Pratteln - Santhera Pharmaceuticals (SIX: SANN) announces that partner ReveraGen Biopharma Inc. and their academic collaborators have published new open-label, long-term clinical data on the safety, tolerability and efficacy of vamorolone in patients with Duchenne muscular dystrophy (DMD).

These 18-month treatment data extend previously published 24-week treatment data, and show a reduction of corticosteroid-specific side effects and sustained efficacy with vamorolone including clinical improvement through the 18-month follow-up period.

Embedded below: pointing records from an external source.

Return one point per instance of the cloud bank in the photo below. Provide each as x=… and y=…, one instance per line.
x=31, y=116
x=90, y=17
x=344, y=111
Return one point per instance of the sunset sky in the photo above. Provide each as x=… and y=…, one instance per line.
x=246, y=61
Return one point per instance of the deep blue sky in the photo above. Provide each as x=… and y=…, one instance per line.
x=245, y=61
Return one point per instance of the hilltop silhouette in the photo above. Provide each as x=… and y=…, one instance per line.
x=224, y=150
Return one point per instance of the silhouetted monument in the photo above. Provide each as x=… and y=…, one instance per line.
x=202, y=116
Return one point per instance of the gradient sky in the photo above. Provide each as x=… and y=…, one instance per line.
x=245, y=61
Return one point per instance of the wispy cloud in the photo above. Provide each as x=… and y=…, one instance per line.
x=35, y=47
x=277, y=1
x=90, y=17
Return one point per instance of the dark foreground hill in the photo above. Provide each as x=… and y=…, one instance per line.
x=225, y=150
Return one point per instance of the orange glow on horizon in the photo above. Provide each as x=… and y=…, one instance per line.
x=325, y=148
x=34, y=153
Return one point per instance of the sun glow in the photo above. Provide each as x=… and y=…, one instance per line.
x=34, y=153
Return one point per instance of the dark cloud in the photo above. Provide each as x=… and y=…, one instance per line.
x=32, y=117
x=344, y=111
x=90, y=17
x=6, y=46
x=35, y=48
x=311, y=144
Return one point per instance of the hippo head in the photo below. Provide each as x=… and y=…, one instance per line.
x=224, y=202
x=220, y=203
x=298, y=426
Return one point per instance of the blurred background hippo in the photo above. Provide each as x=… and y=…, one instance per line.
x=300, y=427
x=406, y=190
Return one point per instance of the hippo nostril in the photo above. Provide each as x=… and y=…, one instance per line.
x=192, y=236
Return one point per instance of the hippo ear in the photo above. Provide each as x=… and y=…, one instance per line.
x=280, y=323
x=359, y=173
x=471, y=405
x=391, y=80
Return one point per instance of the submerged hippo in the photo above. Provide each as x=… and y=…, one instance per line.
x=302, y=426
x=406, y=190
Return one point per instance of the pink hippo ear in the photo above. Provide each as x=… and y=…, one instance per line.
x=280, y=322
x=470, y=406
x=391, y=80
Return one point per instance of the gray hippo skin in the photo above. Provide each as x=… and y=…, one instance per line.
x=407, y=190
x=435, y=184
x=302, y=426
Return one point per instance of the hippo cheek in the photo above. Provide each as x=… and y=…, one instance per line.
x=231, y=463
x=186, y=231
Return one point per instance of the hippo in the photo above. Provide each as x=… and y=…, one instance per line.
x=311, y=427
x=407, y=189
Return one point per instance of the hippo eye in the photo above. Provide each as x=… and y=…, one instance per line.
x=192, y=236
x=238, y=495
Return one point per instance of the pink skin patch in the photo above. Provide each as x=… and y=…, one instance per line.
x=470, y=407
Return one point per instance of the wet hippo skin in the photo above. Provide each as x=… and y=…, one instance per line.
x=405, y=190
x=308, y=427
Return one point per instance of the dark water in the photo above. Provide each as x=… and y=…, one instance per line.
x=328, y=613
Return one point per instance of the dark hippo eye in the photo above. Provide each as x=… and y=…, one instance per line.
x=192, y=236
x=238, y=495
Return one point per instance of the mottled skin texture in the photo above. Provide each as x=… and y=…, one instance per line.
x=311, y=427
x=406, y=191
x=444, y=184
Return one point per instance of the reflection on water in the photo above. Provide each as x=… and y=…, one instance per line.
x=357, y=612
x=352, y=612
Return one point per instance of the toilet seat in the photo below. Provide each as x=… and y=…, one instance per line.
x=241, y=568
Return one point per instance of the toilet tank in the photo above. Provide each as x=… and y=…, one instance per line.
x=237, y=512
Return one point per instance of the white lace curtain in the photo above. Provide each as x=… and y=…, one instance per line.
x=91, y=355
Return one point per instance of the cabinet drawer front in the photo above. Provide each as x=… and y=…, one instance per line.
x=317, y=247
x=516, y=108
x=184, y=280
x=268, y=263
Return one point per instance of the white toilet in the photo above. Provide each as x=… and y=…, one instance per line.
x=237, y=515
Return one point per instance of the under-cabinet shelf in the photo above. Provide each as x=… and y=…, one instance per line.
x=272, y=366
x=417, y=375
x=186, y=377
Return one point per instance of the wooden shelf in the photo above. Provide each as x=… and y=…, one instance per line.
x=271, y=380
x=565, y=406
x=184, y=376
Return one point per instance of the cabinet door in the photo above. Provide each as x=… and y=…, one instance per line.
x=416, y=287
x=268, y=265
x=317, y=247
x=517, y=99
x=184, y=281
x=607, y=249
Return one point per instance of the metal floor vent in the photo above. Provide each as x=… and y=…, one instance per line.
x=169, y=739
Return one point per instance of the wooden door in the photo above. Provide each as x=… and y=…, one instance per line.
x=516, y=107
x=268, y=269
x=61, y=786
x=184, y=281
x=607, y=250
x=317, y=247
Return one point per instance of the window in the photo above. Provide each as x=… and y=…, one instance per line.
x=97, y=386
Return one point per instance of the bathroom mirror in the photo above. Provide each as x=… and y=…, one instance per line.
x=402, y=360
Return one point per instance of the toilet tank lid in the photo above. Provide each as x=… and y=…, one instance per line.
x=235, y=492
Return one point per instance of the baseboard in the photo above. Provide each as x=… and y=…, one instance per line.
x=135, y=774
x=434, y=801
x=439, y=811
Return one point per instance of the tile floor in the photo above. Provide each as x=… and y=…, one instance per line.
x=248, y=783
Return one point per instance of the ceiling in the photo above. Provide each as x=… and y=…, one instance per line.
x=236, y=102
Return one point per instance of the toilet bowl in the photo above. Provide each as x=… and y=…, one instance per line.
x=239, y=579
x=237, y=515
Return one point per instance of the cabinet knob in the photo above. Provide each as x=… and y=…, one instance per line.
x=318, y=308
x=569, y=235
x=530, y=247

This publication in the journal PLOS Medicine [1] provides peer-reviewed and detailed open-label data in patients with DMD treated for 18 months with vamorolone. A multi-center, open-label, 24-week trial (VBP15-003; [2, 3]) with a total 24-month long-term extension (VBP15-LTE; [4]) was conducted by the Cooperative International Neuromuscular Research Group (CINRG) and evaluated drug-related effects of vamorolone on motor outcomes and corticosteroid-associated safety concerns. This publication covers the 24-week Phase 2a trial (VBP15-003) and the first 12 months of the open-label extension trial (VBP15-LTE) adding up to a total treatment period of 18 months.

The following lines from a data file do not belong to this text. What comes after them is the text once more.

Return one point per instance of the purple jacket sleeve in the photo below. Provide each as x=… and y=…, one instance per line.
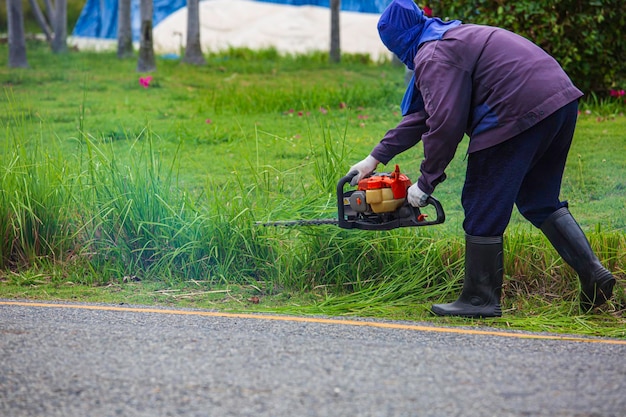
x=446, y=90
x=404, y=136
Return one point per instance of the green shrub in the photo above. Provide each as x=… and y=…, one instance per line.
x=585, y=36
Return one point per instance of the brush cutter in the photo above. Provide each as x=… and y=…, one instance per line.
x=378, y=203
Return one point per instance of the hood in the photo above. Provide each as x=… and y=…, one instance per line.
x=403, y=27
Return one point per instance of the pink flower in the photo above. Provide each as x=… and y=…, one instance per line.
x=145, y=81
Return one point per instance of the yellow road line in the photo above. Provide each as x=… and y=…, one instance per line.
x=318, y=320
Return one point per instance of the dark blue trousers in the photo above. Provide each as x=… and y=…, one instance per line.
x=525, y=171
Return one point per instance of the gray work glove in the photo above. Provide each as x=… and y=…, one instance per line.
x=364, y=168
x=417, y=197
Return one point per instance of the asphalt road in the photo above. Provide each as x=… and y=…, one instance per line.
x=90, y=361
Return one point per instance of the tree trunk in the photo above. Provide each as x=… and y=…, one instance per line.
x=59, y=24
x=124, y=31
x=41, y=20
x=17, y=37
x=335, y=48
x=193, y=51
x=146, y=61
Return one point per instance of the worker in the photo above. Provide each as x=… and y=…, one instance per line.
x=519, y=109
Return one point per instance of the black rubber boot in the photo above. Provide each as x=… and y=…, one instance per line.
x=570, y=242
x=482, y=286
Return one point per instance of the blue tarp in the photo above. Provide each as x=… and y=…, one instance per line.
x=98, y=18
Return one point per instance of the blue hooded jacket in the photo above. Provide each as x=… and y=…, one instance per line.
x=403, y=28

'This long-term study showed significant continued clinical improvement of all outcomes measured over an 18-month follow-up period,' said Edward C. Smith, MD, Associate Professor of Pediatrics, Duke University, Durham (North Carolina, USA), clinical investigator and lead-author of the publication. 'Treatment-related efficacy responses with vamorolone were similar to those seen in an external control group with corticosteroid-treated patients. Both 4-stair climb and 10-meter run/walk tests were significantly improved when compared to steroid-naive natural history control subjects.'

'Importantly, we also found that vamorolone did not show stunting of growth seen with deflazacort and prednisone, and vamorolone also showed fewer physician-reported adverse events such as mood disturbance, excessive hair growth, and Cushingoid appearance,' noted Eric Hoffman, PhD, Vice President of Research at ReveraGen BioPharma, Inc. and co-author of the study.